В то же время ловлю себя на мысли, что лично я не могу пожаловаться на его отношение к себе, особенно в первые годы совместной работы. Но его доброжелательность, доверительность в личных разговорах продолжались лишь до тех пор, пока Крючков не испоганил наши отношения ложью. Я не склонен думать, что Горбачев верил доносам Крючкова о моих «несанкционированных связях» (читай: «не санкционированных госбезопасностью») с иностранцами, но на всякий случай начал меня остерегаться. На всякий случай! Ничего не поделаешь, старые советские привычки. А вдруг правда! Ввел ограничения на информацию. Если раньше мне приносили до 100—150 шифровок в сутки, то теперь 10—15.
В сущности, он отдал меня на съедение Крючкову и ему подобным прохвостам.
Если бы я знал об этих играх, затеянных за моей спиной Крючковым, то повел бы себя совершенно по-иному.
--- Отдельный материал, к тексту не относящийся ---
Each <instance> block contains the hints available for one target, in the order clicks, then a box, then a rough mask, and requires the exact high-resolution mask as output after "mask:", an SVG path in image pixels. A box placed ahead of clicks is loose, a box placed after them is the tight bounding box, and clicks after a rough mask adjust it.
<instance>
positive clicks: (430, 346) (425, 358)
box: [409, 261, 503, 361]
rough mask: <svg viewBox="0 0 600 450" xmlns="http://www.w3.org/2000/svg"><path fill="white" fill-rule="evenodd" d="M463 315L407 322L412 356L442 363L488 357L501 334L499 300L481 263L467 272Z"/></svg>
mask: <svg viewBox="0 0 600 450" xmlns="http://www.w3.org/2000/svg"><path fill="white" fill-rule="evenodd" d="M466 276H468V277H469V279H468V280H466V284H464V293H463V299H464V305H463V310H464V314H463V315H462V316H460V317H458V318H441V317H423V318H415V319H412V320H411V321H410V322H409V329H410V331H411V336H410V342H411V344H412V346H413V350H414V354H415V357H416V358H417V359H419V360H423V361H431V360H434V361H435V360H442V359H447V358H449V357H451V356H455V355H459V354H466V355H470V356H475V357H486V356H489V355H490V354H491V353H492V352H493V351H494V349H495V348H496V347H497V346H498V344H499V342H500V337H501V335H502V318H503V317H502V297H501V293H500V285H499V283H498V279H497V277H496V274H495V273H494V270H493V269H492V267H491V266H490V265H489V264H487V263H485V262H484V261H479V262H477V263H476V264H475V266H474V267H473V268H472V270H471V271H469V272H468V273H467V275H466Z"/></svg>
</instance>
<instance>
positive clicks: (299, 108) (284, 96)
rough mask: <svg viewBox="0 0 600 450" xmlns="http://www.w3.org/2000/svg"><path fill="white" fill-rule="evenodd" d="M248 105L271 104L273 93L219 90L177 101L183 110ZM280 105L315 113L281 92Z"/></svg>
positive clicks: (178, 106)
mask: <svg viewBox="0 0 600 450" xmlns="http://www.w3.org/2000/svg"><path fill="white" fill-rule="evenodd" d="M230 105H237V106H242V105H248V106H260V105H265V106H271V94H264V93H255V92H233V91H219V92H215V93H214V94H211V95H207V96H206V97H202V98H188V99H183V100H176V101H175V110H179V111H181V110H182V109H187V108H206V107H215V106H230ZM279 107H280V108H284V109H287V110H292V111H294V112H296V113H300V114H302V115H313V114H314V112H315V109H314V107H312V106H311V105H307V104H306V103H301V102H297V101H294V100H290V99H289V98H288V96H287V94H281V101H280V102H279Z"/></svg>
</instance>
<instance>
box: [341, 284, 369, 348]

Я сумел бы показать подобным придуркам свой характер. Трудно теперь сказать, к чему бы это привело. Но в любом случае я бы забросил в мусорную корзину все мои колебания, сомнения, переживания, исходящие из чувства лояльности к Горбачеву, и начал бы действовать без оглядки, соответственно тому, как я понимал обстановку и интересы Перестройки.
Чувствуя кожей, что происходит что-то странное, я в то же время настолько доверял Горбачеву, что и в мыслях не допускал даже возможности двойной игры. Я даже перестал смотреть ему в глаза, боясь увидеть там нечто похожее на лицемерие. Возможно, ему надоели упреки и со стороны местных партийных воевод, требовавших моего изгнания из Политбюро. Возможно, что я становился ему в тягость из-за моего радикализма. Ревниво смотрел он и на мои добрые отношения со многими руководителями средств массовой информации и лидерами интеллигенции.
Задним умом, которым, как известно, все крепки, я оцениваю ту давнюю ситуацию следующим образом. Михаил Сергеевич не мог швырнуть меня в мусорную яму, как изношенный ботинок, от которого одни неприятности, да и гвозди торчат. Но и не решался поручить мне что-то самостоятельное. А ему продолжали нашептывать, что Яковлев подводит тебя, убери его — и напряженность в партии и обществе спадет. В свою очередь он продолжал тешить себя компромиссами, которые, как ему казалось, верны в любых обстоятельствах и во все времена.